Парторг обладал общительным и жизнерадостным характером. Он показал гостям Комсомольск, как показывают достопримечательности древних городов, подробно рассказывая о каждом здании. Но в этом молодом «годовалом» городе были совсем иные достопримечательности: двухэтажные дома, выросшие за четыре дня, новый клуб, школа, столовая, уютные квартиры с паровым, отоплением, механизированный деревообделочный завод, автоколонна.
Все это расположилось в лесу и всюду пахло хвоей.
По соседству с новым городом на желтом песке стояло несколько серых изб деревни Кунеевки. К одной избе подошел бульдозер — мощный тягач с тяжелым ножом впереди — уперся в стену и легко своротил избу — только пыль пошла.
— Эффектно, правда? — спросил парторг. — Жителей мы переселяем в новые квартиры, а эти допотопные избенки — долой.
Саша увидел на песчаном бугре человека в широкополой шляпе. Он сосредоточенно рисовал что-то карандашом в альбоме. Саша заглянул через его плечо. В альбоме был набросок покосившейся избенки.
— Зачем вы это делаете? — не удержался Саша.
Человек вздрогнул от неожиданности, обернулся.
— Фу, как ты напугал меня! Разве можно так подкрадываться?
В это время подошли парторг и Юрий Петрович.
— Вот художник Мстислав Васильевич решил виды старой Кунеевки увековечить, — сказал парторг.
— Смеетесь? — беззлобно сказал художник. — Эти наброски через год нарасхват пойдут. Всем станет интересно, что было на месте Комсомольска.
С внезапной радостью Саша огляделся вокруг.
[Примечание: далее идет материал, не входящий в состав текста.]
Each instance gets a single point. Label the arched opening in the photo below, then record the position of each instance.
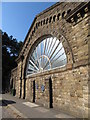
(46, 55)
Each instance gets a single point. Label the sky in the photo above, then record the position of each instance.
(17, 17)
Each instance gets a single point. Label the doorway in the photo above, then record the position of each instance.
(34, 91)
(50, 93)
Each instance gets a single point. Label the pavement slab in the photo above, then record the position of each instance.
(26, 109)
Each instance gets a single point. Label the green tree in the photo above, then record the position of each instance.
(10, 51)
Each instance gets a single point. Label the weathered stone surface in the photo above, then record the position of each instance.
(70, 84)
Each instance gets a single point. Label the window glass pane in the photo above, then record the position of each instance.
(47, 55)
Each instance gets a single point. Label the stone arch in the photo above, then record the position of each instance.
(67, 48)
(59, 36)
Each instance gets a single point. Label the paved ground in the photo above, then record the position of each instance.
(19, 108)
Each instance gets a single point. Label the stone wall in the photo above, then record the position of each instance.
(70, 83)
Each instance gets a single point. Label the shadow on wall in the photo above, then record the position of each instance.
(6, 102)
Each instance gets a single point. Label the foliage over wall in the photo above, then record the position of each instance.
(10, 51)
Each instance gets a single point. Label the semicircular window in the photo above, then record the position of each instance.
(48, 54)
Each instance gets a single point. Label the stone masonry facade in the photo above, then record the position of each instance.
(70, 84)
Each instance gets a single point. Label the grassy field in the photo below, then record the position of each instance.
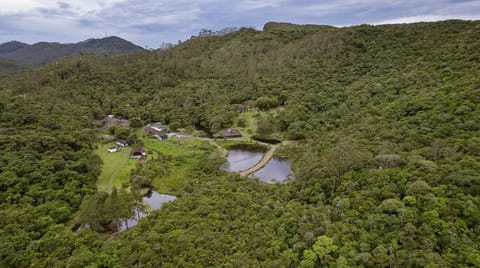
(180, 159)
(251, 118)
(115, 169)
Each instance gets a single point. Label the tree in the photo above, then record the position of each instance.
(323, 247)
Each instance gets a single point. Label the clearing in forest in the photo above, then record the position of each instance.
(115, 169)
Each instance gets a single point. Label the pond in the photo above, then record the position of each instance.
(155, 200)
(240, 159)
(276, 170)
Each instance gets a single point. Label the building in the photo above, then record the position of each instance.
(157, 130)
(138, 152)
(112, 149)
(231, 133)
(122, 143)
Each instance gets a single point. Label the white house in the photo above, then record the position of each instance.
(122, 143)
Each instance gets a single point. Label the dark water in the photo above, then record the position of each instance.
(155, 201)
(276, 170)
(239, 160)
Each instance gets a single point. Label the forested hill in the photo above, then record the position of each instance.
(45, 52)
(382, 123)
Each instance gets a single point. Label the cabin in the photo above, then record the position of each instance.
(231, 133)
(138, 152)
(158, 130)
(122, 143)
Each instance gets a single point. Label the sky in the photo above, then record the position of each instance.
(149, 23)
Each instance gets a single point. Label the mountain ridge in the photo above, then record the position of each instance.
(41, 53)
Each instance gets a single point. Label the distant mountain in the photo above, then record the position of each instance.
(9, 66)
(285, 26)
(45, 52)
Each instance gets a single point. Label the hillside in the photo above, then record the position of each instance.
(44, 52)
(381, 123)
(8, 67)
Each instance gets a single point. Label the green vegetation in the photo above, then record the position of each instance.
(115, 169)
(386, 151)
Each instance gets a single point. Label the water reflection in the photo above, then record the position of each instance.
(239, 160)
(276, 170)
(155, 200)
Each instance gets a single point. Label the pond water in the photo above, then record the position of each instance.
(276, 170)
(239, 160)
(155, 201)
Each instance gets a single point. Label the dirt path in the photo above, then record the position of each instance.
(266, 157)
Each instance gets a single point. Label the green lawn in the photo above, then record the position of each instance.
(251, 118)
(116, 167)
(180, 169)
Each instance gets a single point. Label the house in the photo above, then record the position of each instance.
(122, 143)
(138, 152)
(231, 133)
(157, 130)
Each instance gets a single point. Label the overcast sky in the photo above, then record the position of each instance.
(151, 22)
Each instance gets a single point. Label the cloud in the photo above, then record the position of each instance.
(151, 22)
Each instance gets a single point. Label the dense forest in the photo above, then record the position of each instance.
(382, 123)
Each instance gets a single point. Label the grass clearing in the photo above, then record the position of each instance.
(180, 158)
(116, 167)
(251, 118)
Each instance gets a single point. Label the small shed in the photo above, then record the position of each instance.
(158, 130)
(122, 143)
(138, 152)
(231, 133)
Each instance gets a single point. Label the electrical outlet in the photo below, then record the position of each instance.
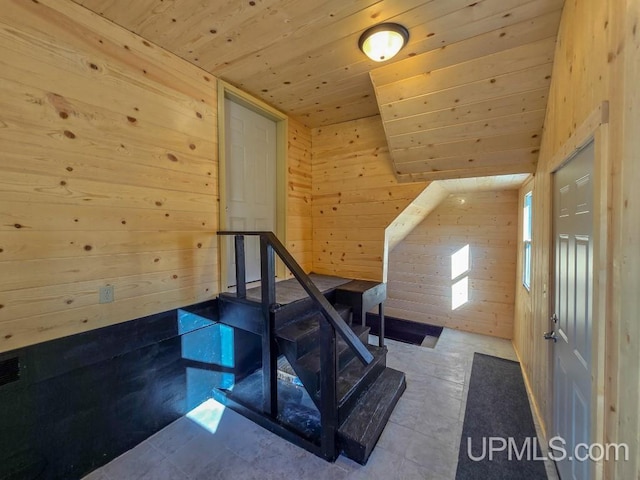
(106, 294)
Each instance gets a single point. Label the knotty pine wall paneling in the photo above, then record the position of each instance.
(108, 174)
(420, 284)
(355, 197)
(597, 59)
(299, 194)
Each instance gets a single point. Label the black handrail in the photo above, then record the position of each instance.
(316, 295)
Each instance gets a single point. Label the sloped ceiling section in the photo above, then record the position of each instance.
(466, 97)
(474, 107)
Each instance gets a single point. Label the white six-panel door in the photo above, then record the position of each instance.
(250, 164)
(573, 244)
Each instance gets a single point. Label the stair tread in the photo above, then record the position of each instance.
(355, 371)
(361, 430)
(305, 326)
(311, 361)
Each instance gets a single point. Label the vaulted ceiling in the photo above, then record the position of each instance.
(465, 98)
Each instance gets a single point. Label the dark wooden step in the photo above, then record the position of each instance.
(309, 364)
(357, 377)
(359, 433)
(300, 337)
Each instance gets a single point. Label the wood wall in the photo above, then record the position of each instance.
(597, 60)
(108, 174)
(299, 224)
(355, 197)
(420, 271)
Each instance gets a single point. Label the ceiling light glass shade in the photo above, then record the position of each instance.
(383, 41)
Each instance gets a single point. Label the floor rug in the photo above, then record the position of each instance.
(498, 435)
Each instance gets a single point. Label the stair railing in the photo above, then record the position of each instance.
(270, 245)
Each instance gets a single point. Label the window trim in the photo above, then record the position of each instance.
(527, 225)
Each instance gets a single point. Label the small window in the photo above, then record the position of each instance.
(526, 237)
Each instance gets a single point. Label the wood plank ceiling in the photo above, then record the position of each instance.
(465, 98)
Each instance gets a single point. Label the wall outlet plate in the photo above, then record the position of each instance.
(105, 294)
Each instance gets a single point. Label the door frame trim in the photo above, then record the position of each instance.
(228, 91)
(595, 128)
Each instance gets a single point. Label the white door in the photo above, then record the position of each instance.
(573, 243)
(250, 161)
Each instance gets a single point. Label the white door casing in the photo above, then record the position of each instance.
(250, 160)
(573, 207)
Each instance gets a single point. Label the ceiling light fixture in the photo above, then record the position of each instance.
(382, 42)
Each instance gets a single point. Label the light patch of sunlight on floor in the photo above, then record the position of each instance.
(207, 415)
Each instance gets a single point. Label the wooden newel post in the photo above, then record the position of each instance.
(241, 279)
(269, 347)
(328, 391)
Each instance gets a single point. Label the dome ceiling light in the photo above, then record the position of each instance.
(382, 42)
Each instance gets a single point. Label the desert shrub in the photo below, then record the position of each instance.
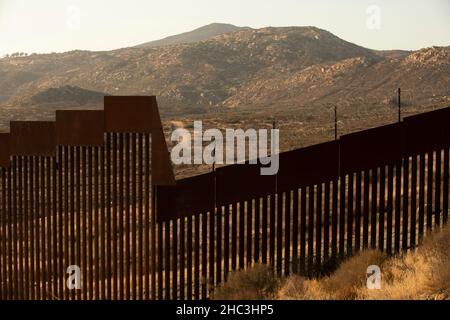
(423, 273)
(344, 284)
(257, 283)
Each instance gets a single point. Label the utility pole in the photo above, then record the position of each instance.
(214, 156)
(335, 122)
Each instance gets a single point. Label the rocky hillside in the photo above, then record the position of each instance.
(263, 67)
(200, 34)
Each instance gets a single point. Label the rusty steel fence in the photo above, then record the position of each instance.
(77, 192)
(383, 188)
(95, 189)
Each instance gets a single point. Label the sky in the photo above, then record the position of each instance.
(62, 25)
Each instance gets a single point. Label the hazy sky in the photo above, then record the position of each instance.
(62, 25)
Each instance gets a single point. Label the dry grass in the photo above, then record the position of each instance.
(420, 274)
(423, 273)
(257, 283)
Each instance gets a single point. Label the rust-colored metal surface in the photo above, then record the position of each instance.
(370, 148)
(33, 138)
(307, 166)
(242, 182)
(189, 196)
(427, 132)
(139, 114)
(80, 127)
(5, 150)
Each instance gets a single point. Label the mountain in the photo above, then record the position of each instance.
(200, 34)
(289, 66)
(69, 95)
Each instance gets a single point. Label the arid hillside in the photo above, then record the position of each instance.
(262, 67)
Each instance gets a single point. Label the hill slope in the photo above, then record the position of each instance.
(264, 67)
(199, 34)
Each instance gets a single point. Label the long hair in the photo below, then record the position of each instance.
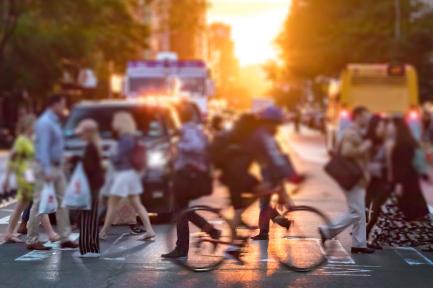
(124, 123)
(404, 136)
(372, 128)
(25, 123)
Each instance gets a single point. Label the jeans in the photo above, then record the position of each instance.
(26, 213)
(267, 213)
(183, 226)
(355, 216)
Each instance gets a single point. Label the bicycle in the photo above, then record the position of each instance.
(302, 248)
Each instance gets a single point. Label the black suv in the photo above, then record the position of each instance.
(157, 124)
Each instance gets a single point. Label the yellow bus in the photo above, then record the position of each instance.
(386, 89)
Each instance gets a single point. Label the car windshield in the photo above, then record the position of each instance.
(188, 112)
(149, 120)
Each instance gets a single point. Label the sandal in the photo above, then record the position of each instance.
(103, 236)
(13, 240)
(147, 237)
(55, 238)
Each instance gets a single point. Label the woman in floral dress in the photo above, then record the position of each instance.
(404, 220)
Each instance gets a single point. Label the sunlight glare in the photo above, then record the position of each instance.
(255, 25)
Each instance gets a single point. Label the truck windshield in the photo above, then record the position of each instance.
(193, 85)
(145, 86)
(149, 121)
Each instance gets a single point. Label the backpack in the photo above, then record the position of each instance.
(139, 155)
(227, 145)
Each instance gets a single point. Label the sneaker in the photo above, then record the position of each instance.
(235, 254)
(323, 237)
(356, 250)
(22, 229)
(68, 245)
(90, 255)
(39, 246)
(283, 222)
(375, 247)
(260, 237)
(215, 234)
(136, 229)
(175, 254)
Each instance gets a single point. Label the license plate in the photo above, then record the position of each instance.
(158, 194)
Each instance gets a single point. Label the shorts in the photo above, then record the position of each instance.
(126, 183)
(239, 184)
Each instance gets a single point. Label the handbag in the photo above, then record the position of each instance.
(78, 195)
(346, 172)
(48, 203)
(420, 161)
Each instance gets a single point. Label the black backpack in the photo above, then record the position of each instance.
(227, 145)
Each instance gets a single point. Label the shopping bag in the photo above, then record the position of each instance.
(48, 203)
(78, 195)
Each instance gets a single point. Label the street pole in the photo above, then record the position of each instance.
(397, 31)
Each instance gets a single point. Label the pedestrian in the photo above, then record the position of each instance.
(48, 169)
(354, 147)
(378, 188)
(192, 179)
(21, 164)
(93, 169)
(126, 180)
(404, 219)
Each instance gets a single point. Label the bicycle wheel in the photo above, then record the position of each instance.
(300, 247)
(206, 249)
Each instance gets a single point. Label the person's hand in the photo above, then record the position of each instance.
(399, 191)
(48, 178)
(5, 185)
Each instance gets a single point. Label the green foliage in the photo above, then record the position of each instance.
(320, 37)
(88, 33)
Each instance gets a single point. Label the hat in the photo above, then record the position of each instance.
(272, 114)
(86, 125)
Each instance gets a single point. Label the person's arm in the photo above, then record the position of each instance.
(44, 134)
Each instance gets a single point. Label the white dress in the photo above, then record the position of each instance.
(126, 183)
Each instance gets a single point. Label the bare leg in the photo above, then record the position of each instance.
(113, 203)
(52, 235)
(142, 212)
(13, 221)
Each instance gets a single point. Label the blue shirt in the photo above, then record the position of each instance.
(49, 141)
(122, 159)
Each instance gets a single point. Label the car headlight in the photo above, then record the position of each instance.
(157, 159)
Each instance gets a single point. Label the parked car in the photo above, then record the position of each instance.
(157, 125)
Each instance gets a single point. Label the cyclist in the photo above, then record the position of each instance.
(252, 140)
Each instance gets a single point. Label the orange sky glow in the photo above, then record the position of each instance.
(255, 24)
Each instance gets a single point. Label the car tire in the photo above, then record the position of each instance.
(165, 218)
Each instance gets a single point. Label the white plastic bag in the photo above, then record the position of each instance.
(48, 203)
(78, 195)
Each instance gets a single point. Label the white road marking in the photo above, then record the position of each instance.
(36, 256)
(309, 152)
(338, 254)
(412, 256)
(4, 220)
(7, 210)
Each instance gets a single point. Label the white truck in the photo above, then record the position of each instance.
(168, 76)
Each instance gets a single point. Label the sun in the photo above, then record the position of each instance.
(255, 25)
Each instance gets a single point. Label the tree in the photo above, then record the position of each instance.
(88, 33)
(187, 23)
(320, 38)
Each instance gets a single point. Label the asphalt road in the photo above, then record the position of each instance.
(126, 262)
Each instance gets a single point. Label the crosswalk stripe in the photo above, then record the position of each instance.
(412, 256)
(42, 255)
(4, 220)
(339, 254)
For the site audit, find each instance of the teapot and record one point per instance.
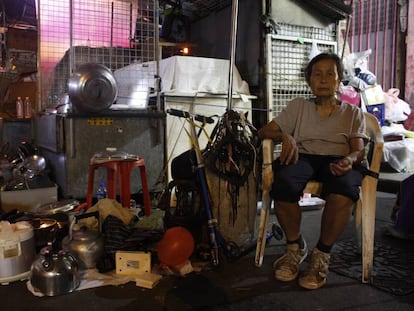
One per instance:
(54, 272)
(87, 245)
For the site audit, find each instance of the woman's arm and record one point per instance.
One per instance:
(356, 155)
(289, 153)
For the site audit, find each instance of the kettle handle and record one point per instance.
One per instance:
(82, 216)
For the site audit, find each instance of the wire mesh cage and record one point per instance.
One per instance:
(287, 56)
(114, 33)
(288, 53)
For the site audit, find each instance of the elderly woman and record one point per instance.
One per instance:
(322, 139)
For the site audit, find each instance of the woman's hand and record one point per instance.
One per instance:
(341, 167)
(289, 154)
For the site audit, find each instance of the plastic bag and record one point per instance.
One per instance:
(396, 110)
(348, 94)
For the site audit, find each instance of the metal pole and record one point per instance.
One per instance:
(233, 39)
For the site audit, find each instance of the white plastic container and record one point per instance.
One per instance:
(17, 251)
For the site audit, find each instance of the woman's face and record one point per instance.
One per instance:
(324, 79)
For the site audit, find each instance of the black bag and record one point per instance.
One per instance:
(183, 166)
(188, 211)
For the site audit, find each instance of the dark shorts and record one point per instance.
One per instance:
(290, 180)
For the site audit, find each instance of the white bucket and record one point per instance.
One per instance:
(17, 251)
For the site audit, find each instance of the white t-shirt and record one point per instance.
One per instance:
(323, 136)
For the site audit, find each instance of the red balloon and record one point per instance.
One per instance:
(176, 246)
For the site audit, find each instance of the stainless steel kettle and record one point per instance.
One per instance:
(54, 272)
(85, 244)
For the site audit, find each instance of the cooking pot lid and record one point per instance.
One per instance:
(57, 207)
(85, 235)
(92, 87)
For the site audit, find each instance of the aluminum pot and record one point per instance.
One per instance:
(92, 88)
(54, 272)
(85, 244)
(17, 250)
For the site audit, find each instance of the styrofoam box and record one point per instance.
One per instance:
(27, 200)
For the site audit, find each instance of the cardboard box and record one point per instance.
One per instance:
(27, 200)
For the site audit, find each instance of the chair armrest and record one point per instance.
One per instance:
(375, 134)
(267, 173)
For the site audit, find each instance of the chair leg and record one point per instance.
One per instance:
(262, 232)
(369, 184)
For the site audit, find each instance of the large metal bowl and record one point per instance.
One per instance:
(92, 88)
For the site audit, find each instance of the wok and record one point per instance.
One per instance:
(92, 88)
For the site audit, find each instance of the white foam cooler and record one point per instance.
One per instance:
(17, 251)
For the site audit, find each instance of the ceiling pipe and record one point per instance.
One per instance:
(233, 40)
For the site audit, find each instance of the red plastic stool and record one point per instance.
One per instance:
(126, 167)
(111, 174)
(121, 169)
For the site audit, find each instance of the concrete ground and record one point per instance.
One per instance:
(233, 286)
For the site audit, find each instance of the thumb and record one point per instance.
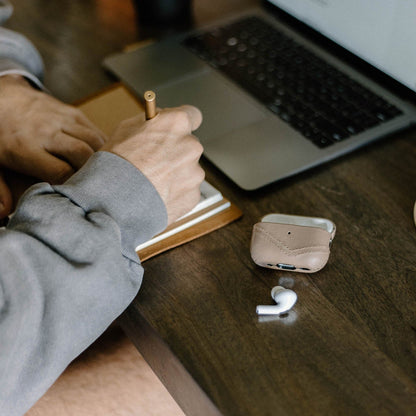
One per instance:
(6, 199)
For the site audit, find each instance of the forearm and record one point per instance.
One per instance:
(68, 269)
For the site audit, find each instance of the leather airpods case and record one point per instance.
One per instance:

Как хорошо, что эти избенки сохранятся только в набросках художника.
Отдых
С Волги дул низовой ветер, хлопая над стадионом полотнищами флагов; облака в нежноголубом небе стояли неподвижно, обрызганные золотом солнца.
Вдали, за стадионом, по холмам, изрезанным глубокими оврагами, рос лес. Казалось, что вечер придет оттуда, из леса — он быстро синел, и эта синева станов вилась все гуще, все плотнее, по мере того, как опускалось солнце.
В этот вечер на Ставропольском стадионе собрались строители с правого и левого берега посмотреть выступление артистов.
На досчатой сцене посредине стадиона в дроботе каблуков, в лихом посвисте, в плеске ладоней о голенища гремел русский перепляс. И все зрители так были захвачены этой буйной радостью пляски, что на лицах их цвели улыбки, а ладони сами по себе отбивали такт. Черный скуластый украинец, с большими горящими глазами-углями, сидящий сзади Саши, вскочил с места и, неистово хлопая, закричал:
— От це да!
Но вот этот зажигающий мотив сменяется мотивом глубокой грусти.
На западе в это время догорает солнце, ветер упал, флаги вяло колышутся, а облака в небе становятся не золотыми, а розовыми, прозрачными.
На сцену выходит парубок в белой свитке и дивчина с яркими лентами, вплетенными в толстые черные косы. Парубок Грицко несет через плечо на палке узелок — знать собрался на далекую чужую сторону искать удачи и счастья. Льется грустный мотив прощания — нелегкого прощания перед долгой, а может быть и вечной разлукой. Парубок уходит, печально никнет головой дивчина Оксана…
Тщетно стараются подруги развеселить Оксану, свивая ей в подарок венки из полевых цветов, напевая песни. Вскоре и они сами уже грустят вместе с Оксаной.
Ох, дивчина, дивчина, и не знаешь ты, как переживает за тебя маленький хлопчик в переднем ряду — «чернявенький такой, крепенький», который председателю Андрею Силычу «телефон наладил», который обещался написать в деревню Выборки о стройке и до сих пор не написал. Не знаешь ты, прекрасная дивчина, что желает он тебе такого же полного счастья, каким счастлив сам!
И вдруг подруги оживляются. Музыка звучит бодрее, в ней появляются, пока еще не уверенные, проблески радости. Приходят парубки. Они привели Грицко, уговорив его остаться.
Оглядываясь назад, Саша видел знакомые лица строителей. В зависимости от музыки они то застывали в выражении печали, то грустная усмешка пробегала по ним, то загоралось на них неудержимое веселье…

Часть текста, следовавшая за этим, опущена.